The Georgetown, Breckenridge, and Leadville Railroad had been formed in 1881 under the Union Pacific Railroad. The Loop portion of the line was the crowning segment of the line, crossing the top of the gorge on a 95-foot (29 m) high trestle. Completed in 1884, it was considered an engineering marvel for its time.

The government purchases of silver were subsequently nearly doubled by the 1890 Sherman Silver Purchase Act, further extending the boom into the early 1890s.

This boom came to an end in 1893 in the wake of the collapse of silver prices caused by the repeal of 1890 Sherman Silver Purchase Act.

After 1893, many mining camps became ghost towns. Even though Colorado was founded on the quest for gold, silver mining is an important part of the state’s history.

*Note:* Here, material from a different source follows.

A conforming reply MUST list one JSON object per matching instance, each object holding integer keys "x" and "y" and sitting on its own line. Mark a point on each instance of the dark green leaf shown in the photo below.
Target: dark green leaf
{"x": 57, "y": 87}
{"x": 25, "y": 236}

The Sherman Silver Purchase Act (SSP) had been enacted in response to growing complaints of farmers’ and miners’ interests. Its goal was to boost the economy and cause inflation, allowing farmers and miners to pay their debts with cheaper dollars. Mining companies began to extract vast quantities of silver from western mines, resulting in oversupply, thus driving down the price of their product, often to below the point at which silver cold be profitably extracted. The repeal of the SSP Act in 1893 resulted in a collapse of silver prices, bringing about an end to boom. This sparked one of the worse economic disasters in Colorado history. Through repeal, the U.S. government would no longer purchase silver for coinage, instead moving to the gold standard. The nation as a whole suffered a strong economic downturn during this period, but Colorado was hit especially hard because so much of the state’s economy relied on silver mining. Many of Colorado’s towns were formed because of silver which was even more plentiful in Colorado than gold. Think of the many town names that contain the word, like Silverton, Silverthorne, Silver Plume, Silver Creek, Silver Cliff. The accompanying collapse of silver in state-wide economic activity was ameliorated somewhat by the simultaneous emergence of agriculture, previously derided as not feasible, as a large component of the state economy.